Aside from rewriting science's understanding of how germ lines evolved in insects, the finding is also shining fresh light on the importance of looking beyond the traditional models for biological research. Had her team not reached beyond the oft-used fruit fly model, Extavour said, their discovery of the evolutionary history of oskar likely would not have happened.
"There are some questions, especially deep evolutionary questions, you can never get at by examining only one animal," said Extavour, who also serves as the director of the Evo-Devo-Eco Network (EDEN), an initiative funded by the National Science Foundation aimed at providing support to researchers who work outside the traditional model organisms. "And you certainly can't get at them by examining animals that are very far removed from their last common ancestor, as the evidence shows fruit flies are."
"The whole concept of the model organism is based on the principle that what works in one organism works the same way, or a very similar way, in another organism," Extavour said. "The more we know about biology, the more we understand that that's not always the case."
While their findings provide an answer to a riddle that had long stumped biologists, Extavour and her colleagues began their research by asking a simple question: Since germ cells are critical to the reproduction of so many plants and animals, could there be a single genetic pathway – one that evolution never tinkered with – to create them?

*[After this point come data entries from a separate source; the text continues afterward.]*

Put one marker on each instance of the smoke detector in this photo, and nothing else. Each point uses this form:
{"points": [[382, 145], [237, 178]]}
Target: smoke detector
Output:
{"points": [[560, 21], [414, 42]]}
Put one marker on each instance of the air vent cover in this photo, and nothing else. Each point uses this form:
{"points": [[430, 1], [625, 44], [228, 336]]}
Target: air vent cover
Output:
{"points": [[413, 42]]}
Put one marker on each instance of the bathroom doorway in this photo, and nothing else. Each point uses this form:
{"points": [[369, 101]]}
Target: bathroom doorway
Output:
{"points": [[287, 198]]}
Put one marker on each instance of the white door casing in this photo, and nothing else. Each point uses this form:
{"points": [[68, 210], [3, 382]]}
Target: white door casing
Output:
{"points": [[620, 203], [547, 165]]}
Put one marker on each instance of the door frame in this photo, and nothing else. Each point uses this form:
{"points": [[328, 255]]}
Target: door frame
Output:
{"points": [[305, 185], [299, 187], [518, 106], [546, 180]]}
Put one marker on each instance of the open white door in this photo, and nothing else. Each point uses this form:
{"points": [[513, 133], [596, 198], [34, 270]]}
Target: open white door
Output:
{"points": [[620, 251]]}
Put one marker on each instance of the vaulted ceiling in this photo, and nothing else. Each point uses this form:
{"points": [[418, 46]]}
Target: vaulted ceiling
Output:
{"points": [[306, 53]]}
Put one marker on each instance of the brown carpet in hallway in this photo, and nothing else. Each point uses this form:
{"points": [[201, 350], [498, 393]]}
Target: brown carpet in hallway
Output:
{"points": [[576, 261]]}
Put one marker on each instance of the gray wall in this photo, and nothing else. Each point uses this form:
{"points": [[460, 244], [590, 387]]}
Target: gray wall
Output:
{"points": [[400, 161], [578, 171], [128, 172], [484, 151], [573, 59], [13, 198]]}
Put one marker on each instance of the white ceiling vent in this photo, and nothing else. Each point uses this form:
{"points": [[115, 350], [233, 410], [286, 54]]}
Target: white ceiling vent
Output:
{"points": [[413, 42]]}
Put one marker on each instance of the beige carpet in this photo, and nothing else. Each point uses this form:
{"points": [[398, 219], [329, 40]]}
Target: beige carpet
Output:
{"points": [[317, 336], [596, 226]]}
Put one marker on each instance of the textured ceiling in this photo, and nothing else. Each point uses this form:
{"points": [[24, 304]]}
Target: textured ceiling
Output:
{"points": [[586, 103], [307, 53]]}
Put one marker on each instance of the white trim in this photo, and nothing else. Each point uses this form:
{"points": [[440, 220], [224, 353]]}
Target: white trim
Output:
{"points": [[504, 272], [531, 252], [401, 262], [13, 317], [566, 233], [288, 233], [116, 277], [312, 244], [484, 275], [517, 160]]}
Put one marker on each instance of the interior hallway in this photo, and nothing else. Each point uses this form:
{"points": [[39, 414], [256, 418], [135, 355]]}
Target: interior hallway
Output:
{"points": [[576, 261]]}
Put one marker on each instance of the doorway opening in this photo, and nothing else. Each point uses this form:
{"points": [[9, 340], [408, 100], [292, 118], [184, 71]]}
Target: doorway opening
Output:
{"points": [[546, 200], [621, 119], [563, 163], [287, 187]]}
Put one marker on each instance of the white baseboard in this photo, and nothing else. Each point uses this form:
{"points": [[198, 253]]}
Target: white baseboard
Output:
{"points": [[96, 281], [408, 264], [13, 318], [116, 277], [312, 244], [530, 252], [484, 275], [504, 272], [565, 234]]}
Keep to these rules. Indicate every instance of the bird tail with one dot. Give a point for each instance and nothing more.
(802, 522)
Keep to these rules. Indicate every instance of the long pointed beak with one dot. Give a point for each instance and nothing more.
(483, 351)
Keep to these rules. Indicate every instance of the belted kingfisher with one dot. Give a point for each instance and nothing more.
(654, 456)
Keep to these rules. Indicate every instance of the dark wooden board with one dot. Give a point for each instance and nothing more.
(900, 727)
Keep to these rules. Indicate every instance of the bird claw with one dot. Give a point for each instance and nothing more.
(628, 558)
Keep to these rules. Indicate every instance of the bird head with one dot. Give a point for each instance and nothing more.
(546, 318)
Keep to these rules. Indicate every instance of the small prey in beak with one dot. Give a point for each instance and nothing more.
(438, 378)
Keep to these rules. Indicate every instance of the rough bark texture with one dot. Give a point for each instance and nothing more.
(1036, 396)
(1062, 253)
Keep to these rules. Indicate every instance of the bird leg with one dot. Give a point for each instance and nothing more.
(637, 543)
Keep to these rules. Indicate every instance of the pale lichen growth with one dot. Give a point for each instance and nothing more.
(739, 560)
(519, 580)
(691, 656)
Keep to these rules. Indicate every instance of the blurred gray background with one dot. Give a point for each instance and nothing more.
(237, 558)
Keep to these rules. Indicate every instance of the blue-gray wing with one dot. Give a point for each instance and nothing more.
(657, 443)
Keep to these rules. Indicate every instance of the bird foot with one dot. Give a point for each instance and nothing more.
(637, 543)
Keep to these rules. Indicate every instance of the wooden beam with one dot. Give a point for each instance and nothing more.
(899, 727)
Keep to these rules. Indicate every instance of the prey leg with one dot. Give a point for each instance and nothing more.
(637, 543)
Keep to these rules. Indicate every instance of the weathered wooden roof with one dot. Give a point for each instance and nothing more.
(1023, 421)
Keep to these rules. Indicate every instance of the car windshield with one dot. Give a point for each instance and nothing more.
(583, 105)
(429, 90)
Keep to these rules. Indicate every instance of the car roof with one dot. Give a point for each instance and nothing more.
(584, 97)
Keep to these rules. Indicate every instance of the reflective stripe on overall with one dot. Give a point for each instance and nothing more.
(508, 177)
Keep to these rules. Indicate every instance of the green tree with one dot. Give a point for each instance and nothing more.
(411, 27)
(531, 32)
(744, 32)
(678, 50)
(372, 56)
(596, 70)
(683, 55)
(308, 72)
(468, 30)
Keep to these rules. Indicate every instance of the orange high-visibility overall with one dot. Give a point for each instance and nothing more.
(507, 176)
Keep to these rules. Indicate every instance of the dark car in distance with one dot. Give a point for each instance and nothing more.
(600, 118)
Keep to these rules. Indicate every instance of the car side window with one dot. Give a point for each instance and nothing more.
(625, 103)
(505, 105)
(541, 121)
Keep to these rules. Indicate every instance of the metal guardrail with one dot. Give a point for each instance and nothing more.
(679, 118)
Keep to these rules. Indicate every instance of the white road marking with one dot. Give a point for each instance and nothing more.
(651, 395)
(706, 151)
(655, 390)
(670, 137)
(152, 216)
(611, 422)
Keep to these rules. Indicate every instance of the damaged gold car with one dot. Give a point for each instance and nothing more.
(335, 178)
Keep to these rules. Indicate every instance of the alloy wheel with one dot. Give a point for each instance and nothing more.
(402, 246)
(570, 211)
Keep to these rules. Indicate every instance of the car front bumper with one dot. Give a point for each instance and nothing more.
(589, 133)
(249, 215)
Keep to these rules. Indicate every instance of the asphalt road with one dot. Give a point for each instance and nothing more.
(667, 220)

Scientists have long understood that higher insects like fruit flies use a process called maternal inheritance, in which the mother loads material – including the oskar gene – into eggs before they are laid. That material, called germ plasm, later causes the cells containing it to become germ cells.
Among most "lower" insects, however, the process of forming germ cells is completely different, Extavour said, and understanding it provided hints that the oskar gene's original role likely had nothing to do with germ cells.
While Extavour's team found that "lower" insects like crickets do have a variation of the oskar gene, they were surprised to find that it appears to have little to do with forming germ cells. Unlike fruit flies, which cannot form germ cells without oskar, removing the gene from crickets has no effect on germ cell formation.
"What that means is that even though oskar emerged much earlier in evolution than we suspected, this role that we've been talking about for more than three decades – oskar has only been talked about in the context of being a germ line gene – this may not be the ancestral role it played," Extavour said. "Somewhere along the line, it changed jobs."
What was oskar's original job, then, if it wasn't to form germ cells?
When they examined crickets, researchers found the gene not in germ cells, but in neural stem cells called neuroblasts, suggesting that its original role was in the nervous system. Supporting this hypothesis was their observation that removing the gene from crickets caused defects in neuron production and nervous system wiring.
"Our argument is basically that in the last common ancestor of insects, the ancestral role for oskar was most likely in wiring the nervous system," she said. "Somewhere along the line, it got co-opted into this germ line pathway, and eventually rose to prominence in the hierarchy of genes that control germ cell formation."